Gazze’de 14 aydır fiziki ve fiili savaşla masum insanları, çocukları ağzı süt kokan bebekleri öldürmekle yetinmeyen vahşi siyonistler, ahtapot gibi dünyanın dört bir yanına yayılan zulüm kollarını hareket ettirdikçe insanlığa zarar veriyorlar. Şimdi de o kollardan biriyle, dünyadaki cennetimiz olan aile kurumumuza adeta psikolojik savaş açmış durumdalar.
Aslında bu savaş bu gün değil, insanlığın ilk yaratıldığı günden beri, şeytan ve avenelerinin ilk hedefleri aile olmuştur. Neden mi?
Çünkü Şeytan aleyhi la’nenin en etkili taktiği böl, parçala, yut taktiğidir. Dolayısıyla böylece avını çok daha kolay avlayabilir.
İşte bu nedenle şeytan ve aveneleri bir olmuş aile yuvamıza hem sözlü hem psikolojik hem de aileyi yok edecek plan ve projeler düzenliyorlar.
Halkın oyu ile geldiği o makamdan yine halkın en özel kurumuna dil uzatan Sönük!

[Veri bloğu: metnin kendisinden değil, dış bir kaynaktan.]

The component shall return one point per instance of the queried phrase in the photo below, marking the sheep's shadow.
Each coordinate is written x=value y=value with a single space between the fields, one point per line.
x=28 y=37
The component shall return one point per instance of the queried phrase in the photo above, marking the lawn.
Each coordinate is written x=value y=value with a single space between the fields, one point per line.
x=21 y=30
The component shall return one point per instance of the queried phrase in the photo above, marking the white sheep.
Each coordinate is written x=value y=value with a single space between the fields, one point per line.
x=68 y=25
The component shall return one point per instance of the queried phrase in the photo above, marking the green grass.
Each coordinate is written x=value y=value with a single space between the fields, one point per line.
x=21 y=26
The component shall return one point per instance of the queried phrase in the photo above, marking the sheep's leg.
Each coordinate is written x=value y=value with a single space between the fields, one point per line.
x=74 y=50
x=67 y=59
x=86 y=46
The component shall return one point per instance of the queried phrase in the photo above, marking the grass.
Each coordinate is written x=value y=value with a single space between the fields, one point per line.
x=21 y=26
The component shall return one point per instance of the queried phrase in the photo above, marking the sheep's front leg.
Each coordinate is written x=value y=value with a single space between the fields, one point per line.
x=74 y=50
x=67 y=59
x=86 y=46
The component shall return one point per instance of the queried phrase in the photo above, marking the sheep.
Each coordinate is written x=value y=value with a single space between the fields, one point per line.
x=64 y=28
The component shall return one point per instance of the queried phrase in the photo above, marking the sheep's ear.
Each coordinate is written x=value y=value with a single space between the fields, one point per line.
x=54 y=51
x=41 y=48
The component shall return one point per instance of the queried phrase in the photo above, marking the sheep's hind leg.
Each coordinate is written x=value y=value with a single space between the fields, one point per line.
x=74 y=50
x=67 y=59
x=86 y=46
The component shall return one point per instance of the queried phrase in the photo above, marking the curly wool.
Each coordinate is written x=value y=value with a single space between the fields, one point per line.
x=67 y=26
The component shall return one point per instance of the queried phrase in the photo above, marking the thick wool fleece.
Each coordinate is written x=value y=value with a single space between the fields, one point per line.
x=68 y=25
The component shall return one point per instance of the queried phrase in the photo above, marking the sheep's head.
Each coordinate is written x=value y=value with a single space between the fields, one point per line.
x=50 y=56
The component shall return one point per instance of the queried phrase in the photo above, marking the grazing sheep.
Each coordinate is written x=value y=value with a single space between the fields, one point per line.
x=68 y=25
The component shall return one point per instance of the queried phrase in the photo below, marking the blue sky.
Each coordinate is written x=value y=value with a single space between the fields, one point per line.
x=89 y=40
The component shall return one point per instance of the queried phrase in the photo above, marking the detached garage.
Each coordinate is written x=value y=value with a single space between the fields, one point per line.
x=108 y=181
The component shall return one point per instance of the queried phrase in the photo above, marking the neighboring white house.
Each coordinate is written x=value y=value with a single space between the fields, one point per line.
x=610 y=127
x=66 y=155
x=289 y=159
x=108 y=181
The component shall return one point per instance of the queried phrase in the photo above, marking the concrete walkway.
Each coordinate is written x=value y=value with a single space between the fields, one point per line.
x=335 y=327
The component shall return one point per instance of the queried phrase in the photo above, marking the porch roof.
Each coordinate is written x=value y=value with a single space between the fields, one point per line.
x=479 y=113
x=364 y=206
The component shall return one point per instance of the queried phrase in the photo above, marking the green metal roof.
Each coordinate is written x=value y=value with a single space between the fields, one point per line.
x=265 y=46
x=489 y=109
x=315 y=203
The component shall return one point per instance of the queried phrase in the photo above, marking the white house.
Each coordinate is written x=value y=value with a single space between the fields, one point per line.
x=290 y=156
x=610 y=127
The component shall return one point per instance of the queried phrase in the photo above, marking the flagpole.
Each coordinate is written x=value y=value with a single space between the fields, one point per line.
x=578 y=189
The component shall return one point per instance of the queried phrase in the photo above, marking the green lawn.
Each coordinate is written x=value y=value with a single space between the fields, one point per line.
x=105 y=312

Utanmadan, sıkılmadan aile kültürümüze yakışmayan sözler sarf ediyor.
Peki, kendisine soruyoruz, sen ot gibi yerden mi bittin?
Senin de bir ailen, annen-baban ya da kardeşlerin yok mu?
Sadece Sönük (!) mü?
Diğer taraftan TV kanalları, toplumun kültürü ile uyuşmayan dizi ve filmler ile toplumun yapı taşı olan aileyi ciddi anlamda tahrip edip zarar veriyor. Bununla da kalmayıp, toplumun dini ve kültürel değerlerine de ciddi anlamda savaş açmış durumda...

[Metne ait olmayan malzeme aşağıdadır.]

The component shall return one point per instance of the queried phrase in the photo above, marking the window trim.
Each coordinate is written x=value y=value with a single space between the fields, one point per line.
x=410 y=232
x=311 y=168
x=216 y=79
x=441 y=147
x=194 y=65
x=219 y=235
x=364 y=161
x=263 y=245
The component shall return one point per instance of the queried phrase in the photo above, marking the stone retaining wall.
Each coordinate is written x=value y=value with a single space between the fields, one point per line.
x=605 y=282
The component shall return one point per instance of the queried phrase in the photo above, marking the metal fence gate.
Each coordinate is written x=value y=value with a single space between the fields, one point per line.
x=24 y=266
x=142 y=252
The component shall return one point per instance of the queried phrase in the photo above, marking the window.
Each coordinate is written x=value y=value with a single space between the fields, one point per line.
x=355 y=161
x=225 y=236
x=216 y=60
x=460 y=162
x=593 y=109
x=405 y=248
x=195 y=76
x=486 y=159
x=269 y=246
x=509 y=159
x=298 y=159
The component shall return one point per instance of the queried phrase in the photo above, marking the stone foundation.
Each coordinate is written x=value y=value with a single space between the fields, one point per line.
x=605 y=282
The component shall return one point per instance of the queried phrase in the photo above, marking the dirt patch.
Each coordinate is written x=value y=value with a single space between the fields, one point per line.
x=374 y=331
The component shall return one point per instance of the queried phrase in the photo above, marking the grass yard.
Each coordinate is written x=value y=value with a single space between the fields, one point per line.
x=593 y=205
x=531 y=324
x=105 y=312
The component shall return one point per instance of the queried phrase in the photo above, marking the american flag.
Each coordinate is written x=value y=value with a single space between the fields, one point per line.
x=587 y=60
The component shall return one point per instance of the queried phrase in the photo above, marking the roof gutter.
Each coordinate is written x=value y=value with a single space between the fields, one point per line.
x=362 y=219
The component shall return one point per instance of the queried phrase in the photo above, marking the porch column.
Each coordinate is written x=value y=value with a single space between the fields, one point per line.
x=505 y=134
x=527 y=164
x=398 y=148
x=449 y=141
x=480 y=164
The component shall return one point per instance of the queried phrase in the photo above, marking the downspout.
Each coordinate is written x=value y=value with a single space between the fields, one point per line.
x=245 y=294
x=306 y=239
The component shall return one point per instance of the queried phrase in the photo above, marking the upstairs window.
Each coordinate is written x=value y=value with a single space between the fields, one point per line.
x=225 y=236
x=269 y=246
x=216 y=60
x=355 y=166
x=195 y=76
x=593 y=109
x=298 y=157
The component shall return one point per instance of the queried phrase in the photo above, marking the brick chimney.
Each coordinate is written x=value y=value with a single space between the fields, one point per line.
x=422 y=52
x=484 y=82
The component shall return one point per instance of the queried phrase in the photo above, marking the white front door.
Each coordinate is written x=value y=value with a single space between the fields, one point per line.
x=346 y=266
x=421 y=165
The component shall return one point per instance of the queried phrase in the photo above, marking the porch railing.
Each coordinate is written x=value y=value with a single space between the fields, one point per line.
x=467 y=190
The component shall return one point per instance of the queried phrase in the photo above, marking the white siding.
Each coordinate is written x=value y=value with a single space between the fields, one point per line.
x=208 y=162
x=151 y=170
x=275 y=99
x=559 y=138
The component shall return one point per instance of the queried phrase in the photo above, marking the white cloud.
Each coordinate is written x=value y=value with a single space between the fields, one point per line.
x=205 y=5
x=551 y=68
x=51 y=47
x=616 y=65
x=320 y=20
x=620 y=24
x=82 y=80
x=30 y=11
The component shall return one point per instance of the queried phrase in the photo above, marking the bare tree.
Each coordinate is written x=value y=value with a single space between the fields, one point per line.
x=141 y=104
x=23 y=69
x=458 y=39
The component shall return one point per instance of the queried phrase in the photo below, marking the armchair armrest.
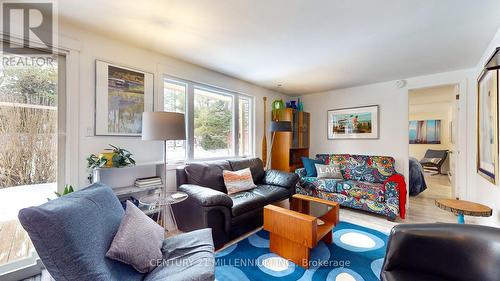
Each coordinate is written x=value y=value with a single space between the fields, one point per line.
x=435 y=248
x=301 y=172
x=205 y=196
x=275 y=177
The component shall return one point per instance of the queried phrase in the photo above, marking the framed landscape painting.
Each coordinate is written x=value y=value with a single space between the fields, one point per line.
x=425 y=132
x=122 y=95
x=353 y=123
x=487 y=125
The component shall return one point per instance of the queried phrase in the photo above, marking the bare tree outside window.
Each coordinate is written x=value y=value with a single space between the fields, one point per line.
x=28 y=124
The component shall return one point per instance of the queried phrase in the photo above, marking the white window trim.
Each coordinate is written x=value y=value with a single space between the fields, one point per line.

Yayınladıkları yalan yanlış senaryolarla gençliğimizi, aileyi ve eşler arasındaki güven kalesini algı ve manipülasyonlarla paramparça etmiş durumdalar.
Peki, sizce de tüm bunlar insanlığın şerefini, haysiyetini, hayâ ve edep duygusunu yok eden birer psikolojik ve sosyolojik savaş taktiği değil mi?
Bu şekilde bu toplumu yok etme peşindeler. Tabiri caizse, her gün bir yanımızı bizden kopararak bizleri yavaş, yavaş, öldürüyorlar. Fakat maalesef ki, onlar bizi öldürürken bizler Ümmet olarak bunun farkında dahi değiliz.
Değil mi ki, hayâ ve edep kavramlarını değersizleştirip, gençliğimizi Hayasızlaştırarak hayattan koparıp bizden çaldılar.
Bu tertemiz dimağları özgürlük adı altında, anne ve babanın karşısına aldılar. Bu da yetmedi, bu yavrularımızı sıcacık cennet yuvalarından koparmak için her türlü plan proje ürettiler, bunun için kaçınmadan çok ciddi masraflar yaparak filmler ve daha sayamadığımız birçok ifsat projeleri yazdılar, çizdiler ve yayınladılar.
Hatta bu toplumu ve gençliği ifsat etmek için, ıslah projelerimizi dahi baltaladılar.
Zira onlar bozmak için uğraşırken birilerinin, gelip düzeltmeye hakkı yoktu onların nazarında...
Peki, dünyadaki cennetimiz olan aile ve çocuklarımıza açılan bu psikolojik ve sosyolojik savaşa karşı elimiz kolumuz bağlı oturacak mıyız?
Tabii ki hayır!
Daima ümit var olacağız!
Bu gençliği ve toplumu kurtarmak için kollarımızı sıvayıp, en az düşmanlarımız kadar çok çalışacağız. Fakat çalışırken daima ümit var olacağız ki, ektiğimiz tohumlar filizlenip, dal budak salabilsin. Ve inşallah “bir gün gelecek ki, kardan aydınlık olacak.”
Zira bugün sabah namazını dert edinen alnı secdeli evlatlarımız var ise, hala ümit var demektir.
Biz inanıyoruz ki, bu insanlık düşmanlarını böyle kudurtan tek sebep, gümbür gümbür gelmekte olan gençliğimizdir.
Evet kıymetli kardeşlerim! Gençliğimize sahip çıkalım, onlara hak ettikleri değer ve konumu verelim ki, bu gençlik insanlık düşmanı şu siyonistlerin korkulu rüyası olsun inşallah!